Review

Scout Niblett

It’s Up To Emma

Drag City • 2012

Die Schottin ist keine Freundin subtiler Andeutungen musikalischer Vorbilder und Einflüsse. Die Assoziation zur frühen PJ Harvey blitzt schon nach wenigen Sekunden des Openers »Gun« überdeutlich auf: krachige Mollakkorde und eine leidende Frauenstimme von Liebe, Verlust und Feuerwaffen singend – das klingt schon sehr nach der jungen Polly Jean.
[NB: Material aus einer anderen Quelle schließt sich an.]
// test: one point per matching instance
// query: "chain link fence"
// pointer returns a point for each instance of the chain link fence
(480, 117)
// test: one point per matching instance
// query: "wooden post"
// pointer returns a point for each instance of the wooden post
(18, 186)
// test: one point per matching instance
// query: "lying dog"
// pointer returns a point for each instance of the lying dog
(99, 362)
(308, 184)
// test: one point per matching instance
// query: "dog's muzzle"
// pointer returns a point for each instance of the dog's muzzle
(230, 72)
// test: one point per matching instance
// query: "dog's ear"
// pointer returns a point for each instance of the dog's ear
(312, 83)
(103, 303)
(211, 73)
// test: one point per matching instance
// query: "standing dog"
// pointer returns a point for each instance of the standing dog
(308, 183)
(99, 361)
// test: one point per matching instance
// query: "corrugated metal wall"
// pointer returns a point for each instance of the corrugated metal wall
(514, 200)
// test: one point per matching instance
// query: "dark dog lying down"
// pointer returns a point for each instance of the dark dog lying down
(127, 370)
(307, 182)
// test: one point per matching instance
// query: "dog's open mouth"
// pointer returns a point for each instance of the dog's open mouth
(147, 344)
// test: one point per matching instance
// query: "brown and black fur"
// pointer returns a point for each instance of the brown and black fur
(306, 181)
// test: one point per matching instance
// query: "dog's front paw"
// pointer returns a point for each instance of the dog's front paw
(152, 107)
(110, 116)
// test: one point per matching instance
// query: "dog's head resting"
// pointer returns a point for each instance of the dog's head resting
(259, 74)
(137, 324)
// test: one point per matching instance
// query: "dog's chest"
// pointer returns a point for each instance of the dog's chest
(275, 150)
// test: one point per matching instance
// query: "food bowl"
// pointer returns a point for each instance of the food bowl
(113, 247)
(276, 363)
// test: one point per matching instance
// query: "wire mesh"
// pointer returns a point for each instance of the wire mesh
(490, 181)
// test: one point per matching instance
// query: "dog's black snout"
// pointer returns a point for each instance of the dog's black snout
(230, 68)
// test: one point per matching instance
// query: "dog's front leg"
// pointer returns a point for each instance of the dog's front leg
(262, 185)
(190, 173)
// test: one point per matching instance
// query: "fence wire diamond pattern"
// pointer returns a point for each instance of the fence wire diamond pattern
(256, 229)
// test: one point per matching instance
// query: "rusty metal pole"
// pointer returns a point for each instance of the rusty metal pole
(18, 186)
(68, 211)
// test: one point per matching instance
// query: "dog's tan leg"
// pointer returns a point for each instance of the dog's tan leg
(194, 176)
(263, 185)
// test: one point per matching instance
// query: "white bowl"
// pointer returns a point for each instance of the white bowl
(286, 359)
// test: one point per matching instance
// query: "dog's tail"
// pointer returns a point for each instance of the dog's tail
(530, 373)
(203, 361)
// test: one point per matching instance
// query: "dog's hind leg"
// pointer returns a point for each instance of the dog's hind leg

Aber nicht nur das Rohe, Wilde, Verletzliche der frühen PJ Harey, auch das Sanfte, Schüchterne, Verletzliche von Cat Power in den 1990er Jahre hat Scout Niblett im Repertoire. Und so gesellen sich schon im zweiten Stück Streicher und arabische Melodiebögen in den minimalistisch rohen Rocksound, dazu die typisch gezogenen Gitarrentöne am Ende einer jeden Phrase (ein Erkennungsmerkmal des Niblett’schen Gitarrenspiels). Nibletts Relevanz fußt also zum einen auf dem Zusammenspiel von zart und wild, zum anderen auf der Tatsache, dass jemand die von Harvey und Marshall einst besetzte Nische auch heute ausfüllen sollte – sonst würde es neben Teenie-Idol und Folk-Elfe fast keine weiteren weiblichen Rollenbilder im Musikbusiness geben. Das gelingt ihr vorzüglich und lässt immer noch genug Freiraum, auch ihren Humor aufblitzen zu lassen – z. B. mit der genialen TLC-Coverversion (!) von »No Scrubs«.